Julius Caesar offered a similar opinion over a century earlier:

"No disgrace attaches to armed robbery, provided it is committed outside the frontiers of the tribe ....When one of the chiefs announces at an assembly that he is going to lead a raid, and calls for volunteers, ... those who agree with the raid and approve of the men proposing it stand up ....If any of those men then fail to go with him, they are regarded as deserters and traitors and no one ever trusts them again in anything."

These independent Franks of the right bank seem to have typified those earlier views. With the assistance of tribes already on the left bank they crossed the Rhine frequently to establish bases there from which they raided to the south by sea and land. The Romans eventually bought peace by exchanging freedom to settle on the left bank for cooperation in maintaining the peace. Many of these Franks rose to high office in the empire. Also they became politically distinct according to the regions entrusted to their occupation and guardianship: the Salii, or "maritime people," and the Ripuarii, or "river people."

Apart from mention of some unknown Riparii by Jordanes in Getica who fought as auxiliaries of Flavius Aetius in the Battle of Chalons, 451, the first mention of the Ripuarii comes from Gregory of Tours, in Historia Francorum. He says that Clovis, first king of all the Franks and first king to convert to Christianity, subjected the previously independent Ripuarians. Some detective work is required to locate the Ripuarians in his sparse entries of the chronicle.

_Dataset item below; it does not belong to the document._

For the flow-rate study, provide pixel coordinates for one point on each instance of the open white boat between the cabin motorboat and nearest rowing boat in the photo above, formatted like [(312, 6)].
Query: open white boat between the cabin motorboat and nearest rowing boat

Gregory says "after the death of Theudebald (ca. 555), Lothar took over the lands of the Ripuarian Franks." Evidently Theudebald had possessed them. He was the son of Theudebert, who was the son of Theuderic, a son of Clovis, as was Lothar. Clovis (died 511) had left his kingdom to his four sons, Theuderic, Chlodomer, Childebert and Lothar. Part of that inheritance was the country of the Ripuarian Franks. The fact that it was attacked by Saxons, who entered it from their own country and "laid waste as far as the city of Deutz," the originally Frankish part of the Roman city of Cologne, identifies it at least in part as the country around Cologne. The latter had been built as an emporium with the Germans, located logically at Deutz (Deutsch).

After the death of Lothar (561) his four sons inherited the kingdom jointly. Sigibert received the share formerly Theuderic's (the Ripuarii) and set up a capital at Rheims. Presumably, the Ripuarians at that time occupied the country between Cologne and Rheims, both banks of the Rhine, as they had been attacked from well north of the Rhine.